Полуголый «покойник» — студент в простыне, со свечою в руке — плыл над головами, лёжа навзничь на двери, которую сняли с петель; а за ним голосила, кривлялась, плясала толпа бесновавшихся ряженых. Там был «доктор» в халате, надетом на голое тело; был толстый «священник» в рясе из одеяла, с самодельным «кадилом» в руке; было пять-шесть «русалок» в купальниках, извивавшихся соблазнительно и откровенно; была даже «смерть» — на костлявой груди углём нарисованы рёбра, лицо с помощью краски превращено в подобие черепа, и этот полускелет-получеловек едва ли не живей всех отплясывал посреди лихорадочной и исступлённой толпы…

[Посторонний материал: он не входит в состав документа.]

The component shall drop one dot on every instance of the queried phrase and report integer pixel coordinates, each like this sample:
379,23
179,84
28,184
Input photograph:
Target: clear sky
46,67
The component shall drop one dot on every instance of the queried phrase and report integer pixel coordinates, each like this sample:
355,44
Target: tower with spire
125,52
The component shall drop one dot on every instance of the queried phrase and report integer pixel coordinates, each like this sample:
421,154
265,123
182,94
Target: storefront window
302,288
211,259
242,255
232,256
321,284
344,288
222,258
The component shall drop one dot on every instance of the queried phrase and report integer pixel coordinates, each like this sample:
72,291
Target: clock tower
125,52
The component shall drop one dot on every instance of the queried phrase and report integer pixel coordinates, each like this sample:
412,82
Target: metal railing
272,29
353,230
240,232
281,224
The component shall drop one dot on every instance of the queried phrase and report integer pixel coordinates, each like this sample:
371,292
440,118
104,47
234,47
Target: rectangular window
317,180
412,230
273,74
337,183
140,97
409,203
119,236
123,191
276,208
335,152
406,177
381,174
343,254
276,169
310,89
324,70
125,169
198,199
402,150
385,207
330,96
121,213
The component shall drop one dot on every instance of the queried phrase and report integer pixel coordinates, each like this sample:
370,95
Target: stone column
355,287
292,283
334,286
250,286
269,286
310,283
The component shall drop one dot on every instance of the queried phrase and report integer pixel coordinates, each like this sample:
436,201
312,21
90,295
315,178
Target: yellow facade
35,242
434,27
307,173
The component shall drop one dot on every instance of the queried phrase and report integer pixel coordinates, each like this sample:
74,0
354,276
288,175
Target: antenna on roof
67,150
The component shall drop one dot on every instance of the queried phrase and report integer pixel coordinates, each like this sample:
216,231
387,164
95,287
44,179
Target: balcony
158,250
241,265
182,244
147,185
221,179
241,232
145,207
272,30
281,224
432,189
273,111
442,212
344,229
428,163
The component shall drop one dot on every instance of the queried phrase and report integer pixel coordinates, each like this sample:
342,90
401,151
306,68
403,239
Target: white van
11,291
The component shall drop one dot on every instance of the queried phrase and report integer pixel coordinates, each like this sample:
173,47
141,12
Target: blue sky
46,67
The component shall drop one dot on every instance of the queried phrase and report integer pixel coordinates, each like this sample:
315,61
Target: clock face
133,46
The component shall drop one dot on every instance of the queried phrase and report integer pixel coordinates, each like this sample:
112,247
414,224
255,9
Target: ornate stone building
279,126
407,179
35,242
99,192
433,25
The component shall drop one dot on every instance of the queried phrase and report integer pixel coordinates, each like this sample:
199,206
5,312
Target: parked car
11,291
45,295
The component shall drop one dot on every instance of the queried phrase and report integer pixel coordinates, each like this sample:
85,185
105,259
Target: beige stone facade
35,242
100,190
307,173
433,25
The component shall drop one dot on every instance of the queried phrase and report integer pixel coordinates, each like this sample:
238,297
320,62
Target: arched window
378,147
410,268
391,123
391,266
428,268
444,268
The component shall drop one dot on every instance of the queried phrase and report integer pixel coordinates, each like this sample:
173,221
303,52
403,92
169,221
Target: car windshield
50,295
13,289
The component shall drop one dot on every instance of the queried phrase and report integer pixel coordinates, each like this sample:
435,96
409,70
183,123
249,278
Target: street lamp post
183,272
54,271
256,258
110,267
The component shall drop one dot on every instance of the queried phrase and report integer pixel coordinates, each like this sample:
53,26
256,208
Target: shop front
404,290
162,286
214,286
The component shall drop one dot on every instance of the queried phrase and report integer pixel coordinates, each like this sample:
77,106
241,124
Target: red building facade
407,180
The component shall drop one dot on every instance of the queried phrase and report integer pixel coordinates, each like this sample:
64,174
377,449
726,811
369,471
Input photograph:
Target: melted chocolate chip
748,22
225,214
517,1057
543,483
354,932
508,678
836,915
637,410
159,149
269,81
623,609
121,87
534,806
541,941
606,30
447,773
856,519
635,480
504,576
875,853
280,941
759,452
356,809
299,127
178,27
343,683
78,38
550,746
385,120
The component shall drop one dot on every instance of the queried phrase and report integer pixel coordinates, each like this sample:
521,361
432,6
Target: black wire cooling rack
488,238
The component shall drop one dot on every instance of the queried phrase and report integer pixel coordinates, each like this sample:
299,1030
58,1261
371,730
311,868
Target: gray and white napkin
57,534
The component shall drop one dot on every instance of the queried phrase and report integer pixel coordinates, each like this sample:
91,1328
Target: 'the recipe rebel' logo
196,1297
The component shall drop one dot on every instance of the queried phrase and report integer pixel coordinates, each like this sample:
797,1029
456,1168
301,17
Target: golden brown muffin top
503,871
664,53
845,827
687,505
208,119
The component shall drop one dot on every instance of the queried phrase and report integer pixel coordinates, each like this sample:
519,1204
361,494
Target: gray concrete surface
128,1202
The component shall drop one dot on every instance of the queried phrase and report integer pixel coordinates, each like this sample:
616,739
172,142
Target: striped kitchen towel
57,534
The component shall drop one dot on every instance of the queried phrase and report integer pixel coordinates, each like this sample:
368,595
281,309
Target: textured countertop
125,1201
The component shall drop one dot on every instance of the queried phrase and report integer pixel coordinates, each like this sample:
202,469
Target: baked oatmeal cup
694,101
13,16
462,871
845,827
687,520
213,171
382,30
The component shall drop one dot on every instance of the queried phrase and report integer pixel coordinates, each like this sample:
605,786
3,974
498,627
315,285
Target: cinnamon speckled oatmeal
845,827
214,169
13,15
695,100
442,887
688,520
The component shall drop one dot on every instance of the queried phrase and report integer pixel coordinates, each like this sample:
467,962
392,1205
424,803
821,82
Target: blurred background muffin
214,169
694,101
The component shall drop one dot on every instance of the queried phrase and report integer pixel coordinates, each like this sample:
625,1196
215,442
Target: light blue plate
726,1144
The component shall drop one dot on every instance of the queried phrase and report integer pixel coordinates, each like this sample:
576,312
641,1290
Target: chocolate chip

Карнавал, распаляясь всё более, перетекал с этажа на этаж. «Покойника» уже пару раз уронили, но вновь уложили на дверь. Вязкая масса толпы протискивалась по лестницам и коридорам, затекала в те комнаты, что оказывались открыты, и переворачивала в них всё кверху дном; потные лица участников карнавала становились всё более ошеломлённо-безумны, движения — всё более взвинченны и непристойны. Время от времени в коридорах гас свет, и тогда только редкие свечи озаряли путь карнавала, бросая на стены громадные зыбкие тени и превращая всё действо вподобие то ли кошмарного сна, то ли грёз воспалённого воображения. Что это было? Чего так исступлённо желало и куда двигалось всё это множество возбуждённых студентов, от криков которых и топота ног содрогались стены старого здания? Как будто те скрытые силы общаги, которые целый год в ней дремали по тайным углам, сейчас, в эту полубезумную ночь карнавала, выходили наружу, вселяясь в людей. И все те, кто впускал в свою душу сакральные силы общаги, становились причастны чему-то настолько глубинному, древнему и первобытно-могучему, что отдельная, частная жизнь человека уже не имела значения перед этой клубящейся общею жизнью. В карнавальную ночь люди переставали быть сами собой — они одевали личины и растворялись в безумии и одержимости общего существования…

Но, что важно, такое могло происходить лишь внутри дома, под защитой его крепких стен. Как, кстати, и карнавалы средневековой Европы: лишь теснота городов, защищённых стенами, позволяла их жителям так распускаться, безумствовать и расставаться на дни карнавала с самими собой и привычною жизнью, потому что, по сути, всё это было лишь детской игрой внутри крепких стен дома. Свобода — в том числе, и карнавальная — рождается лишь изнутри несвободы: чтоб нарушить запрет и границу, прежде всего нужно эти запрет и границу иметь.

Вот и студенческий тот карнавал мог происходить только в здании старой общаги, в её герметически замкнутом мире.


На время экзаменов в общежитии наступало затишье, только шёпот усердной зубрёжки слышался в комнатах и между колоннами читального зала. А в пору летних каникул общага и вовсе пустела: лишь те бедолаги, что не сумели сдать сессию и ожидали переэкзаменовки, неприкаянно и одиноко бродили по коридорам.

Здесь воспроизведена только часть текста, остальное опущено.